A 2018 Gartner survey of 460 CEO and senior business executives in the fourth quarter of 2017, found that CEOs are concentrating on changing and upgrading the structure of their companies, including a deeper understanding of digital business. However, only 61% of respondents intend to increase spending on IT in 2018, while 32% plan to make no changes to spending and 7% percent actually foresee spending cuts. Even the savviest executives are often intimidated and unsure where to start with digitalization, especially if they lack the benefit of an outside perspective.

To facilitate our transformation,Henkel enlisted Accenture Consulting to help us locate unrealized supply chain efficiencies. Both parties quickly concluded that Henkel was underutilizing our analytics. The culprit for this lack of actionable data was an outdated and piecemeal record-keeping process across Henkel’s manufacturing facilities, in which some locations recorded data via email, some on Excel spreadsheets, and others on paper. The result was needless miscommunication, a lack of knowledge sharing and trends going unnoticed.

Having identified this gap in efficiency, Henkel partnered with Kony to remedy it, by building custom mobile apps to standardize operations, optimize workflow and facilitate communication. As we began working together, it quickly became apparent that “going paperless” could be a skeleton key that unlocked enormous, previously unrealized synergies and significant financial savings. The team quickly uncovered 135 potential use cases that would revolutionize workflow for everyone from production workers to top executives.

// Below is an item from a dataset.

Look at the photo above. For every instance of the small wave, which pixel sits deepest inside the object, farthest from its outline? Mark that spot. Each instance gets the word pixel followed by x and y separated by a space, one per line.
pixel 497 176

By creating a unified platform, the apps that we built on Kony Quantum enable plant managers across the world to share shift records, allowing us to spot repeated production issues and locate their root causes. If a worker on a line encounters a known defect, he can immediately learn how another factory resolved it. The value of this data compounds over time, as the more analytics we collect, the more efficiencies we can draw from them. Meanwhile, in the immediate future, the apps will dramatically accelerate our quality control processes. If a customer operations manager receives a complaint, she can alert the international quality community in real time via mobile notifications. That is a crucial innovation for a chemical company, for which any defect must be addressed immediately to avert bigger impacts.

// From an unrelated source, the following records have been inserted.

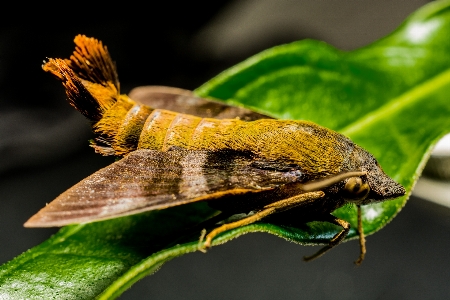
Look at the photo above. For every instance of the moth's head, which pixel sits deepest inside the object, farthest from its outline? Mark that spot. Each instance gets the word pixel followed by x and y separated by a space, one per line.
pixel 373 186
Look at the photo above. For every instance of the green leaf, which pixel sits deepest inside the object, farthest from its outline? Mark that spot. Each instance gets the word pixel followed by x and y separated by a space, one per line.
pixel 391 97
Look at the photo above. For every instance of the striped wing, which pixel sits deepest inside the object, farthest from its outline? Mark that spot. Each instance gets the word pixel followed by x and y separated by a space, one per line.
pixel 148 180
pixel 184 101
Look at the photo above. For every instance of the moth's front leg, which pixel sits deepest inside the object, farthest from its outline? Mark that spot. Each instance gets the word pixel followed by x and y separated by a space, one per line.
pixel 272 208
pixel 336 240
pixel 362 239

The standardization enabled by a company-wide app will help us address many of the issues common to companies that straddle multiple countries and cultures. The mobile notifications will alert brand managers to urgent issues. And a unified set of processes will be invaluable in bringing new plants and brands in line with our methodology.

Even within a single facility, line workers can alert managers without having to run across an entire factory, or enable them to call for maintenance with the push of a button. These improvements will drastically reduce downtime, which is important for an industry in which a standstill line can cost thousands of euros per shift.

We are excited to share best practices from the state-of-the-art Dusseldorf factory to our facilities across the globe. We are excited to be empowered by mobile technology, rather than filling out time-consuming forms. And the shift to paperless factories also contributes to our sustainability ambition. By reducing waste, we will reduce our carbon footprint.

Our vision of a paperless factories is one step to accelerate digitalization in our factories, it shows that we focus on innovation that provide clear benefits, making our processes safer, more efficient and more sustainable. Last year we undertook 24 pilot programs—even experimenting with drones to count inventory in our warehouses—but going paperless offers one of the highest returns on investment.

Aside from the huge leaps in efficiency and profitability, what we are most proud of is the spirit in which we undertook it: proactively, rather than reactively. Henkel is a stable and successful DAX 30 company, with a sales of 20 billion euros, based on and trusted brands. Yet, we opted to digitize not to avert a crisis, but to provide the greatest benefit to our customers and shareholders, and to prepare ourselves for the next 142 years of operation. Let’s all open up and embrace digitalization.

Tarun Rana is responsible for leading Henkel’s Digital Transformation initiative. He is based in the Netherlands.